Researchers at a US laboratory used femtosecond laser pulses to modify the stress states of thin-shell silicon mirrors for collecting X-rays (Optica, doi: 10.1364/OPTICA.461870). The method could improve the optical quality and resolution of future space-based observing missions.
X-rays from space, which originate in extremely hot gases, cannot be seen through Earth’s atmosphere, so telescopes must get above the atmosphere to detect them. Professional astronomers have two workhorse spacecraft, NASA’s Chandra X-ray Observatory and the European Space Agency’s XMM-Newton, but both instruments were launched back in 1999. The two space agencies are working on plans for upgraded X-ray telescopes to be launched in the next decade or two.
Conventionally shaped telescopes—from ground-based behemoths to the Hubble and James Webb space telescopes—do not catch high-energy photons very well; incoming X-rays must be focused with glancing reflection off a series of highly reflective paraboloid or hyperboloid mirrors.
Precision bending and stress mapping
NASA’s current concept for a next-generation X-ray observatory—named Lynx, to be launched no earlier than 2036—calls for more than 37,000 lightweight, thin-shell silicon mirrors. However, such mirrors bend out of shape easily during the fabrication process or the coating process.
To keep mirrors steady during manufacturing, Heng Zuo and her colleagues at the Massachusetts Institute of Technology (MIT) Kavli Institute for Astrophysics and Space Research, USA, applied a method known as stress-based figure correction. In this technique, small bits of the mirror substrate are either locally stressed or completely removed from strategic regions of the mirror to encourage the material to curve properly.
The experimental setup combines femtosecond laser micromachining with a previously developed technique called stress-based figure correction. Red arrows show the light path through the setup. [Image: H. Zuo, MIT Kavli Institute for Astrophysics and Space Research] [Enlarge image]

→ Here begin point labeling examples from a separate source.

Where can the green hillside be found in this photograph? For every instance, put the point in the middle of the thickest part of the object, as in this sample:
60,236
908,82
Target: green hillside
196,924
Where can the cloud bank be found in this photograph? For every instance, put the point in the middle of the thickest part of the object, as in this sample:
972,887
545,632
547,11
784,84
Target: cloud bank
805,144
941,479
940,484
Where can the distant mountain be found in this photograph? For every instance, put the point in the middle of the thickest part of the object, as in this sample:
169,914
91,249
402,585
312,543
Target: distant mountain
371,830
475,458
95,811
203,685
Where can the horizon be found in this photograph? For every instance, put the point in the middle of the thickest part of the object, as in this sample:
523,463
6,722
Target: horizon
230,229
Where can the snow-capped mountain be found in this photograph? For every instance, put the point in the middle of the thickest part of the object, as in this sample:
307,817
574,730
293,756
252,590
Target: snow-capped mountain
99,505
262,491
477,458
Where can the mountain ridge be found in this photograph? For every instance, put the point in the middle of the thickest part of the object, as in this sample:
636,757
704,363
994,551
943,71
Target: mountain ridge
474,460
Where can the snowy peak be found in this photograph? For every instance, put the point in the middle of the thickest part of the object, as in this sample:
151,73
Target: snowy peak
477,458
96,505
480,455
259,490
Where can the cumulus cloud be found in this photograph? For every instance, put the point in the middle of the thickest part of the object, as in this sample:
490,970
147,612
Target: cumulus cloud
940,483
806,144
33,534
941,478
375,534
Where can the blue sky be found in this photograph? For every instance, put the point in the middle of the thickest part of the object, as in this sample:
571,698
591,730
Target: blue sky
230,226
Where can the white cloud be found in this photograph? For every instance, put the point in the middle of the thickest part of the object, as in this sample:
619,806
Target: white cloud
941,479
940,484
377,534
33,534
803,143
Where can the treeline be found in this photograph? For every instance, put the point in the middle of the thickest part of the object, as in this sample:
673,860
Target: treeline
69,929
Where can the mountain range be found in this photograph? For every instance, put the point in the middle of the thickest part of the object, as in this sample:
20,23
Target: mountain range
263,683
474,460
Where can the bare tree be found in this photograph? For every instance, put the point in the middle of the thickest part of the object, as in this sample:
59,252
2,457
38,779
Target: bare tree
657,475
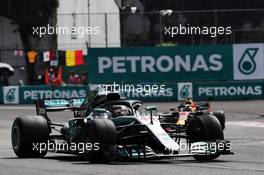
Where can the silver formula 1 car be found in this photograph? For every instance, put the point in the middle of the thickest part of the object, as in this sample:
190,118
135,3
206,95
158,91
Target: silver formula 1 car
109,127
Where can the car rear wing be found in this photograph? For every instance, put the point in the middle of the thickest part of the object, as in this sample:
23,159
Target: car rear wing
49,105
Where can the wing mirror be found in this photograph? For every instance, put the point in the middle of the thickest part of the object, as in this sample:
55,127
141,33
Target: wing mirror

For the current study, Zuo coated the back (non-reflective) side of the mirrors with the thermal oxide of silicon. Next, she used a femtosecond pulsed laser to create tiny holes and troughs, with dimensions of roughly 10 μm, in the SiO2 substrate. “The removal of the stressed film and the relaxation of adjacent substrate regions together contribute to further stress relaxation and substrate bending,” the authors wrote.
To improve the stress-figuring process, the MIT team developed a multi-pass correction scheme, incorporating a feedback loop to repeat the micromachining process until the mirror has been shaped into the correct profile.
Correcting for “any type of error”
“Our experimental results showed that patterned removal of periodic holes leads to equibiaxial (bowl-shaped) stress states, while fine-pitched oriented removal of periodic troughs generates non-equibiaxial (potato-chip-shaped) stress components,” said Zuo, who is now with the University of New Mexico, USA, in a press release. “[Through] combining these two features with proper rotation of the trough orientation, we can create a variety of stress states that can, in principle, be used to correct for any type of error in the mirrors.”